Recensione: In Rhino We Trust
Nome della band: Steel Rhino! Nome dell’album: ‘In Rhino We Trust’! Mi viene troppo in mente Aleksei Mikhailovich Sytsevich, alias Rhino, tra gli irriducibili avversari di Spider Man ma, beninteso, non quello ipertecnologico dei film più recenti, bensì l’originale, quello che indossa una specie di pigiama grigio con il corno sul cappuccio.

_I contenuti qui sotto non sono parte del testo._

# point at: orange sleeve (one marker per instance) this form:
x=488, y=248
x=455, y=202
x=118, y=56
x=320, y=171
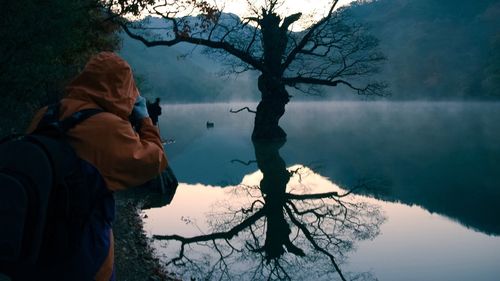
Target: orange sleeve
x=123, y=157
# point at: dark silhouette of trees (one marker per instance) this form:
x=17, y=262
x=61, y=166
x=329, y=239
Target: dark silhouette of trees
x=332, y=51
x=43, y=44
x=278, y=234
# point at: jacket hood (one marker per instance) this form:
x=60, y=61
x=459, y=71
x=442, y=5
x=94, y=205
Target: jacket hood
x=107, y=81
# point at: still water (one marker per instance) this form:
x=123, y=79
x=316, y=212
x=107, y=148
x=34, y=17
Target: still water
x=360, y=191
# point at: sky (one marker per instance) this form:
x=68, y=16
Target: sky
x=311, y=9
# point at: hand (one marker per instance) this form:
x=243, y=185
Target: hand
x=140, y=110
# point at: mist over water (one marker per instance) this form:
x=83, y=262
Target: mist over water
x=431, y=168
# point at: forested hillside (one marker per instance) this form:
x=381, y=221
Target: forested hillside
x=434, y=49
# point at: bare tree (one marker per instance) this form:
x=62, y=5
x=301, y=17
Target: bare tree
x=332, y=51
x=277, y=234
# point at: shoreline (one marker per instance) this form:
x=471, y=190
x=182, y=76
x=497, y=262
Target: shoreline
x=135, y=259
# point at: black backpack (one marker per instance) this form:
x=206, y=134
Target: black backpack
x=46, y=198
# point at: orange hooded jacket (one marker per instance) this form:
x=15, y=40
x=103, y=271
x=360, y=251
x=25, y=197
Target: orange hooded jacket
x=107, y=140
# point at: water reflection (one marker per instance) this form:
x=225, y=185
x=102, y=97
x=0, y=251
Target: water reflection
x=285, y=226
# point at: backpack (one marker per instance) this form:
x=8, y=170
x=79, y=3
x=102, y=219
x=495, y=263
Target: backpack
x=48, y=195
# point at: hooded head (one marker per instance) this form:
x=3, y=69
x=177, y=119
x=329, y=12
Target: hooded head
x=107, y=81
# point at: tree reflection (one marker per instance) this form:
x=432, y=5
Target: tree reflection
x=280, y=232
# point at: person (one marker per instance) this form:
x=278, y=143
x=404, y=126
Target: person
x=154, y=110
x=124, y=157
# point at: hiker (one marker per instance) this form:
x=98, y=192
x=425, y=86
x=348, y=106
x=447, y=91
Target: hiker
x=154, y=110
x=123, y=157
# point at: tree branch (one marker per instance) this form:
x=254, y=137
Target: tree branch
x=291, y=57
x=242, y=55
x=241, y=109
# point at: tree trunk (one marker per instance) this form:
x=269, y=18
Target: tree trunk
x=270, y=110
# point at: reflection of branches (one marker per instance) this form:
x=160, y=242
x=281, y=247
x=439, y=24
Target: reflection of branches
x=280, y=233
x=241, y=109
x=311, y=239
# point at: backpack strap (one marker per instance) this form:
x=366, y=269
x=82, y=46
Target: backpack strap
x=50, y=122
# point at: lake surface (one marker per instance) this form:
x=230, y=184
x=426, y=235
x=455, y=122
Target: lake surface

Non posso non ascoltarlo!
Scherzi a parte, gli Steel Rhino sono un power trio proveniente dalla Svezia che vede uniti due ex membri dei Boi Bang, il chitarrista Filip Vilhelmsson (lo si ascolta su ‘Rock of Life’ del 2017) ed il batterista Mikael Rosengren (presenta su ‘Sha Na Na Na’ del 2023), con l’attuale vocalist dei Firewind Herbie Langhans (veterano della scena Power europea e facente parte degli Avantasia in sede Live).
‘In Rhino We Trust’ è il loro secondo album, disponibile dal 21 ottobre 2023 via GMR Music Group.

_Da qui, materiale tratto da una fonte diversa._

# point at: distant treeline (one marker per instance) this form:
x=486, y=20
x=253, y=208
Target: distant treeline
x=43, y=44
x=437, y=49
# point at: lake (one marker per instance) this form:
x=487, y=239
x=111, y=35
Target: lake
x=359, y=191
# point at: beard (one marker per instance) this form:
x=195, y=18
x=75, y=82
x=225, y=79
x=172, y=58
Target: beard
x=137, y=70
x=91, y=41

Gli stili sono diversi: i Boi Bang sono una band di sporco Rock ‘N’ Roll stradaiolo e dall’attitudine Sleazy, gli Steel Rhino sono seri e granitici, con un sound Hard ‘N’ Heavy tendente al Power, ma lo scopo è, grosso modo, lo stesso: far cantare tutti, a braccia alzate e a squarciagola.
La Track-List di ‘In Rhino We Trust’ è formata da canzoni orecchiabili e melodiche, la maggior parte dal tiro sostenuto, alcune più cadenzate o marziali, con partiture epiche che alternano alle strofe dei refrain molto anthemici e ficcanti, facilmente memorizzabili per essere assorbiti subito.

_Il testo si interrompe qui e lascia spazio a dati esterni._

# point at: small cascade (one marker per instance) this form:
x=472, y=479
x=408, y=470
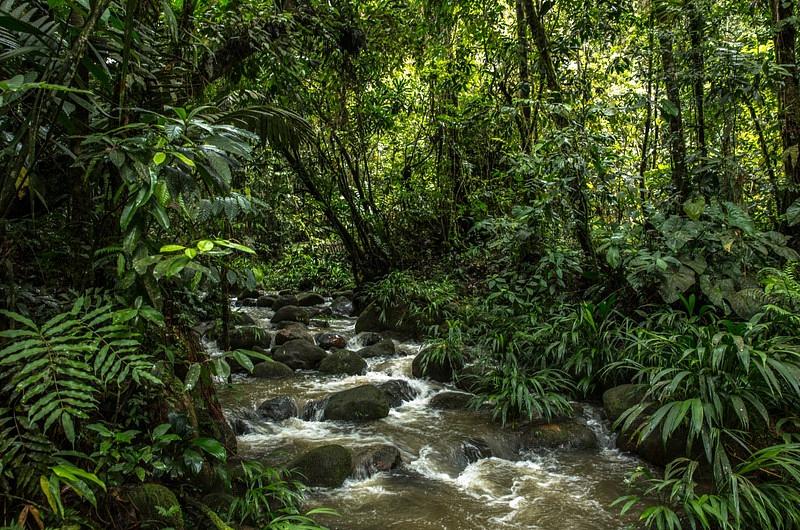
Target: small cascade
x=421, y=467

Il lavoro è dominato da una bella voce, teatrale e dai toni alti, in pieno stile Power, da un denso lavoro cordofono (eseguito tutto da Filip, compreso il basso) ben stratificato, senza esagerazioni, con ritmiche solide (ogni tanto accompagnate da tastiere riempitive che, sinceramente, potevano anche non esserci), da assoli coinvolgenti e da begli assalti di batteria che danno il giusto tocco ‘tribale’.
Diciamo, però, che vale la regola del ‘vuoi vincere facile’, con pezzi mai troppo complessi e neanche fuoriuscite dai binari.
Il disco suona bene, è prodotto con cura e l’esperienza si sente, quello sì, ma il tutto è fin troppo “ordinario“. È che, a mio parere, il non voler correre rischi ha portato ad un lavoro quasi prevedibile e con poca varietà. Non è tutto piatto, assolutamente no: c’è il tiro veloce di ‘Stand Up And Shout’ e ‘Strike Hard’, la cadenza oscura di ‘We Rise’, la cavalcata marziale della trascinante Title Track e c’è il tocco operistico in ‘Dr Jekyll e Mr Hyde’, in Avantasia Style, per fare un esempio, mentre non è stata inserita la scontata ballad malinconica, ma la formula del “corale” viene ripetuta troppo e questo porta ad un affaticamento dell’ascolto, che, verso le ultime canzoni, si trascina un po’. Ad un certo punto si vorrebbe sentire qualcosa di non precisato, ma diverso.
Niente di male, ‘In Rhino We Trust’, alla fine, è un buon disco che, però, non riesce ad esaltare … decolla ma non sale ad alta quota. Peccato, i numeri per andare alti non mancano e dentro c’è potenziale da vendere. Il rinoceronte è un animale potente ed instancabile, così sarà anche questa band. Aspettiamo.